GitClient(model_root_path: pathlib.Path, git_tag_regex: str)

Parameters:

  • model_root_path (Path): Absolute path to the root of your Git repository
  • git_tag_regex (str): Regular expression pattern to match Git tags

Example:

from pathlib import Path
from cloe_util_git_client.git_client import GitClient

# Match tags like "release-2024.01.15"
client = GitClient(
    model_root_path=Path("/projects/myapp"),
    git_tag_regex=r"release-\d{4}\.\d{2}\.\d{2}"
)

Methods

get_json_from_tag(target_path: pathlib.Path) -> dict[str, dict | list]

Retrieves all JSON files from the specified path at the tagged commit.

Parameters:

  • target_path (Path): Path to a file or directory within the repository (can be absolute or relative)

Returns:

Dictionary mapping file paths to their parsed JSON content.

Example:

# Get all JSON files from a directory
configs = client.get_json_from_tag(Path("config/production/"))
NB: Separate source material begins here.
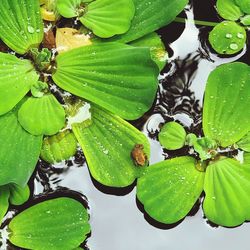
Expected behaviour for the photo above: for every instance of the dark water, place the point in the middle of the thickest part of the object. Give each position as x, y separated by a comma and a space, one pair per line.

# Get a specific JSON file
settings = client.get_json_from_tag(Path("config/settings.json"))

# Get all JSON files from repository root
all_json = client.get_json_from_tag(Path())
get_yaml_from_tag(target_path: pathlib.Path) -> dict[str, dict | list]

Retrieves all YAML files from the specified path at the tagged commit.

Parameters:

  • target_path (Path): Path to a file or directory within the repository (can be absolute or relative)

Returns:

Dictionary mapping file paths to their parsed YAML content.

Example:

# Get all YAML files from a directory
manifests = client.get_yaml_from_tag(Path("kubernetes/"))

# Get a specific YAML file
config = client.get_yaml_from_tag(Path("docker-compose.yml"))
get_git_tree_list(commit_start: Commit, target_path: pathlib.Path) -> list

Retrieves a list of all file paths at the specified commit and path.

Parameters:

  • commit_start (Commit): Git commit object to retrieve files from
  • target_path (Path): Path to filter files by

Returns:

List of file paths (as strings) relative to the repository root.

Note: This is a lower-level method. Most users should use get_json_from_tag() or get_yaml_from_tag() instead.

Usage Examples

Example 1: Retrieve Configuration Files

from pathlib import Path
from cloe_util_git_client.git_client import GitClient

# Initialize client for production configs
client = GitClient(
    model_root_path=Path("/app/repository"),
    git_tag_regex=r"prod-v\d+\.\d+"
)

# Load all configuration files from the last production release
configs = client.get_json_from_tag(Path("config/"))

# Process each configuration
for file_path, config_data in configs.items():
    print(f"Loading config: {file_path}")
    # Use config_data as needed
    database_url = config_data.get("database", {}).get("url")

Example 2: Compare Multiple Versions

from pathlib import Path
from cloe_util_git_client.git_client import GitClient

# Load from version 1.0
client_v1 = GitClient(
    model_root_path=Path("/app/repo"),
    git_tag_regex=r"v1\.0\.\d+"
)
config_v1 = client_v1.get_json_from_tag(Path("config/app.json"))

# Load from version 2.0
client_v2 = GitClient(
    model_root_path=Path("/app/repo"),
    git_tag_regex=r"v2\.0\.\d+"
)
config_v2 = client_v2.get_json_from_tag(Path("config/app.json"))

# Compare configurations
for key in config_v1.keys():
    if config_v1[key] != config_v2.get(key):
        print(f"Changed: {key}")